Vor der Auktionshalle donnern kleine Palettenlaster mit Meerestieren aus aller Herren Länder durch die Gänge des Marktes. Um kurz nach Mitternacht treffen die ersten Ladungen ein. Von der Scholle bis zum Blauflossenthunfisch: Tsukiji bietet alles, was das Herz des Fischliebhabers höher schlagen lässt. Rund 1700 Tonnen werden hier tagtäglich umgeschlagen, bevor die Fische in den unzähligen Sushi-Restaurants des Archipels landen.

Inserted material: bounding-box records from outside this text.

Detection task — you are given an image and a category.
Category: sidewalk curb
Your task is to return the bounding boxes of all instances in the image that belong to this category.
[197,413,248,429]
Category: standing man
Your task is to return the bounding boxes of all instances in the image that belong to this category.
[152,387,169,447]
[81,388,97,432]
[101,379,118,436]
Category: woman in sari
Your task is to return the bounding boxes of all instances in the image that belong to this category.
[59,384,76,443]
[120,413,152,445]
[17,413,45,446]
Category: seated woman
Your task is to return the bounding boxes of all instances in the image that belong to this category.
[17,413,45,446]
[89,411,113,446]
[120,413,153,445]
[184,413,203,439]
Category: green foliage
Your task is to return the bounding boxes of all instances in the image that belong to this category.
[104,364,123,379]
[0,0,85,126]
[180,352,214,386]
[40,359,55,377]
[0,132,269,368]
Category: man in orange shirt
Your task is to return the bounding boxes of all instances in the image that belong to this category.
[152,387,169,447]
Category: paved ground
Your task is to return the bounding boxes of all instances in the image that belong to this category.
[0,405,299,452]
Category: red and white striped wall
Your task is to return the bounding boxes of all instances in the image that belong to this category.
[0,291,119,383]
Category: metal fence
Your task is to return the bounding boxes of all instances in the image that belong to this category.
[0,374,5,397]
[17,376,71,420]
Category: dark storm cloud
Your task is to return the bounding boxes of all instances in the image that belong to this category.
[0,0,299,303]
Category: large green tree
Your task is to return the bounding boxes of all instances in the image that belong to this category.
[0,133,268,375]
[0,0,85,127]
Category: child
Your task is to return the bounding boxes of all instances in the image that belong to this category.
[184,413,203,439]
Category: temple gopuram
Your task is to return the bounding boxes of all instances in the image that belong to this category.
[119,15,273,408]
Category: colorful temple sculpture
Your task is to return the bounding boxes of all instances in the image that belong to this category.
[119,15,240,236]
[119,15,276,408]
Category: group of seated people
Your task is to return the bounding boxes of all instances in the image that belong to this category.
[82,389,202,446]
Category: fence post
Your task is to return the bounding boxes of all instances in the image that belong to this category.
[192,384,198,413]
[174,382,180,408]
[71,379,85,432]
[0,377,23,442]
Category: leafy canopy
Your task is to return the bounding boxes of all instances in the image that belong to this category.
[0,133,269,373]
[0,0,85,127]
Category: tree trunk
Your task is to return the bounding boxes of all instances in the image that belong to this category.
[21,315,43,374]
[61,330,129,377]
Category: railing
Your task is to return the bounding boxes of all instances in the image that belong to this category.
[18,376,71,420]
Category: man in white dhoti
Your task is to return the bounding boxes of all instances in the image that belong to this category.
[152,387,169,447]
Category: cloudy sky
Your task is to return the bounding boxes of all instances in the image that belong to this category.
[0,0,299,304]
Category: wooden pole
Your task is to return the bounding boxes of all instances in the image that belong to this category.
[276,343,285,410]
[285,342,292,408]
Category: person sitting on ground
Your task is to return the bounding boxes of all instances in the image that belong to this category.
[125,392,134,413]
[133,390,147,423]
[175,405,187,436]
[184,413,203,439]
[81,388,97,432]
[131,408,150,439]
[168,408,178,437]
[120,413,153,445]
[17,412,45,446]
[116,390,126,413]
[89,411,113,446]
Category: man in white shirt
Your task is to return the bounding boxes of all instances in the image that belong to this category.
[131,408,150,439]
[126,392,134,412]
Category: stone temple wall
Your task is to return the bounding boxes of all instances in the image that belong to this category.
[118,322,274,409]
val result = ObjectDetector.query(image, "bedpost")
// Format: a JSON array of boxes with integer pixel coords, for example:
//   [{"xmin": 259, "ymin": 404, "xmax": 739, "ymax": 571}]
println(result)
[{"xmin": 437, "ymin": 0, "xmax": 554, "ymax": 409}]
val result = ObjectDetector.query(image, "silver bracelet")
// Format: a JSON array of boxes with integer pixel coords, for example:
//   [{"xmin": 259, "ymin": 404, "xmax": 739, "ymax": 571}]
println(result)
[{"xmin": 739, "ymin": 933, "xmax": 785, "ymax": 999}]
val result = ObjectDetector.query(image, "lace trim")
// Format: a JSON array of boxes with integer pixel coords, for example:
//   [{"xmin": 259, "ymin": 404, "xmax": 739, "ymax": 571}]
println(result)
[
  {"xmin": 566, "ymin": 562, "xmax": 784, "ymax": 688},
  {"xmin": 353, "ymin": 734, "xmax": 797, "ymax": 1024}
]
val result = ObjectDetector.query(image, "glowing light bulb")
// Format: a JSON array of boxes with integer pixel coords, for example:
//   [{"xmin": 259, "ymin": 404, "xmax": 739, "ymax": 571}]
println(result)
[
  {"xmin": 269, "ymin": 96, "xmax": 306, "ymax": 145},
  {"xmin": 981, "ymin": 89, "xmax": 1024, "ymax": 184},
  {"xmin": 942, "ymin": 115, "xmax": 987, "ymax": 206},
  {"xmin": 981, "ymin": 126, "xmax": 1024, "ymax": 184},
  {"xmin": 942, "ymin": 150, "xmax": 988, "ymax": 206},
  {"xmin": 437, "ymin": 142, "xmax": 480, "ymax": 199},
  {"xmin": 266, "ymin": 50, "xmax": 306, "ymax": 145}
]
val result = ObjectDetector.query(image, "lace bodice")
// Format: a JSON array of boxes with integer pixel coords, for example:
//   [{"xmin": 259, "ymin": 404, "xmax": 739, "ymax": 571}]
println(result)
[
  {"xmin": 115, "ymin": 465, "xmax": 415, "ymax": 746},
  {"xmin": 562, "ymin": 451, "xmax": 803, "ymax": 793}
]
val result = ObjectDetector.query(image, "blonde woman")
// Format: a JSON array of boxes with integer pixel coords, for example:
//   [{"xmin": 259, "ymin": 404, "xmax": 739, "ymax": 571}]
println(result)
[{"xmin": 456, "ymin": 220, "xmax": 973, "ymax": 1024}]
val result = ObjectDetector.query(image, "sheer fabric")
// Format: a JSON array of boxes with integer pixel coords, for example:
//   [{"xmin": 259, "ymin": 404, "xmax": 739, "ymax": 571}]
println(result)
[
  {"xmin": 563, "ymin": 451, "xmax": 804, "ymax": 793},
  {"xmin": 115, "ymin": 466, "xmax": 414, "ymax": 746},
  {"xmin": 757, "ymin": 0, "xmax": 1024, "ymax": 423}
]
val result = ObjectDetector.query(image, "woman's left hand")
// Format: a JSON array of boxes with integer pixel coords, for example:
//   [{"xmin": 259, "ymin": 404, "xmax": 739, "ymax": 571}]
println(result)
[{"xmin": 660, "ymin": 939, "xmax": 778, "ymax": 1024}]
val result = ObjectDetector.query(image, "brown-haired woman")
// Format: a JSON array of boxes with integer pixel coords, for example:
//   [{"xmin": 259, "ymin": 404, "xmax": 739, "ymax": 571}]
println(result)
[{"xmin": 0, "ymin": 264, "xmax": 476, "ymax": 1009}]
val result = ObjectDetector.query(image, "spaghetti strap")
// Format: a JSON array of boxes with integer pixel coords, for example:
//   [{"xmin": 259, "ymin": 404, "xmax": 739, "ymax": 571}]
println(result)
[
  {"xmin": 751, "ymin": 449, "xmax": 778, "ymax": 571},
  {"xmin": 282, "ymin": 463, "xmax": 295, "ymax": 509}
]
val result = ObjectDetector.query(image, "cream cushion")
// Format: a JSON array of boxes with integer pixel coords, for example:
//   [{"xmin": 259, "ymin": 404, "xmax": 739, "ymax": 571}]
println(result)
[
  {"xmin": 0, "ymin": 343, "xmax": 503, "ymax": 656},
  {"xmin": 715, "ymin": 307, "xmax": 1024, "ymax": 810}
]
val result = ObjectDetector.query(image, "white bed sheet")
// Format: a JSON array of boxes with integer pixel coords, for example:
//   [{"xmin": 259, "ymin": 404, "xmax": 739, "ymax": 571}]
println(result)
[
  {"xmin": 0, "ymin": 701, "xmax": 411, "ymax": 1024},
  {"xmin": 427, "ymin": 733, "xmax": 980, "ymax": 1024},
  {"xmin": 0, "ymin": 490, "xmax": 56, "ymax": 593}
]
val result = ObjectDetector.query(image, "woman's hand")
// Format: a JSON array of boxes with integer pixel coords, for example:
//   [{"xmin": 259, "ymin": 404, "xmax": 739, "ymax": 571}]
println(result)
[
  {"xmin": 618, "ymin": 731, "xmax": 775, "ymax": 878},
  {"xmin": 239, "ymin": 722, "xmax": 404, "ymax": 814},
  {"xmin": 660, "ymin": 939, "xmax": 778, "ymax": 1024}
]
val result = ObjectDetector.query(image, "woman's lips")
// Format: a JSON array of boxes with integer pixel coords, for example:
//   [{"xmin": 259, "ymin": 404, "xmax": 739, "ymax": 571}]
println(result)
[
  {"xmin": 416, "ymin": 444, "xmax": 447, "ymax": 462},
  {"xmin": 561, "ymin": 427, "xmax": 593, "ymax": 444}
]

Bald dürfte es vorbei sein mit dem Schauspiel: Die alten Hallen aus den 1930er-Jahren sollen abgerissen werden und wegen der Olympischen Spiele 2020 in Tokio Platz machen für neue Häuser und breite Straßen. Der Markt soll in bereits fertiggestellte neue Hallen auf Toyosu, einer nur wenige Minuten entfernten künstlichen Insel am Rand der Tokioter Bucht, umziehen.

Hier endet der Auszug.